Now perilous magic is afoot, and treachery lurks at every turn. To save all of the worlds, they’ll first need to stay alive.
Review: 3 Stars
Schwab’s books have been sitting on my TBR for years. This series has been recommended to me over and over and now I’ve finally read the first book. I had some pretty high expectations for this series and I’m sad to share that A Darker Shade of Magic missed the mark for me. I just expected more from a book that is so highly and widely praised. Maybe my disappointment is due to my high expectations, but I feel that even without those high expectations I still wouldn’t have been blown away by this book.
A Darker Shade of Magic has all the correct pieces to be truly incredible, but the execution falls short. One of the main characters, Lila, is a thief, which typically means that I will become obsessed with her. But she had very little personality and her character arc hardly even touches on morality. I also found Kell’s character to be lackluster as well. It just felt as if these characters are cardboard cut outs that could star in any run of the mill YA fantasy novel. I was not emotionally attached to either of them and I just couldn’t bring myself to really care what happened to them.
The world building sounded really cool, but it can be summarized very quickly. There are four Londons and Kell and one other Antari can travel from one London to the other. That was pretty much it. The contrast between the different Londons were described well and made the setting feel more three dimensional than the characters. When I read reviews that promised original world building I expected more than merely what I read in the blurb.

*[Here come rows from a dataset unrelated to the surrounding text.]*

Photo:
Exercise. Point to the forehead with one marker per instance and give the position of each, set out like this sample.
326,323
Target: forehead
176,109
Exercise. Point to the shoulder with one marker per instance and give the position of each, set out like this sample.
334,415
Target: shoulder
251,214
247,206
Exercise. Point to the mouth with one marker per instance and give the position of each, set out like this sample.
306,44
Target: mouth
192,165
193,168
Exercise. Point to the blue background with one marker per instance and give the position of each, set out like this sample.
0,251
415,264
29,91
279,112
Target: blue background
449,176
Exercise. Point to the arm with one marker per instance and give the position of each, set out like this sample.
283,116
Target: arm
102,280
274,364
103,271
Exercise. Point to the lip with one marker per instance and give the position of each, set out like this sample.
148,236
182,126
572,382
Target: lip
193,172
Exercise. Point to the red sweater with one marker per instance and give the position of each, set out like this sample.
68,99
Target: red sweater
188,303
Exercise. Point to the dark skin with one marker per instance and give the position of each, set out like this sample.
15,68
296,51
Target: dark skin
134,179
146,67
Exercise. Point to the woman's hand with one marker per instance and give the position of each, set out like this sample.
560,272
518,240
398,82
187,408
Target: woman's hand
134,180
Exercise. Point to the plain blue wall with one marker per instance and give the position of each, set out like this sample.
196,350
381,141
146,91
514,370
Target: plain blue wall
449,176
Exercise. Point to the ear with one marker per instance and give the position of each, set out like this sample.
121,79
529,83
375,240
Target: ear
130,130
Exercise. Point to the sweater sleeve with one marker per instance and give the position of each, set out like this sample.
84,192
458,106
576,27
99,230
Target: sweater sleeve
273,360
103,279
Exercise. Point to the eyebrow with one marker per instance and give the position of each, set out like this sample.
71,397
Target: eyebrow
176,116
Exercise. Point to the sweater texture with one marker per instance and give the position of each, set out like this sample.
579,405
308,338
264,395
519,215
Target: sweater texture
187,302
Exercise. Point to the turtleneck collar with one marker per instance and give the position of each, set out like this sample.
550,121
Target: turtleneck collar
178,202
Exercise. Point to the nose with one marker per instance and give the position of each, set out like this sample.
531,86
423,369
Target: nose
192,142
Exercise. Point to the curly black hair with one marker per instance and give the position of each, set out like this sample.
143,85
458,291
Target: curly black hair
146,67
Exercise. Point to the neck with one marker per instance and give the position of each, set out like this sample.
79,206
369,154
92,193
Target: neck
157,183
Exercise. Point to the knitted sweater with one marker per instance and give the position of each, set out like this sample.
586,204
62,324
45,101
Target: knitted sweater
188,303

The plot didn’t really grab me either. I was just kind of bored and the thinly veiled purpose for the entire book just didn’t keep the story afloat for me. Honestly, I’m really surprised this book got as much praise as it did. Between the cardboard cut out characters and a plot that failed to grab me you might be wondering if I enjoyed this book at all. It was a decent fluff read that entertained me at times, but really failed to miss the mark. I expected more from Schwab, who’s books are beloved by the YA fantasy community. A Darker Shade of Magic was okay, but it certainly wasn’t anything special.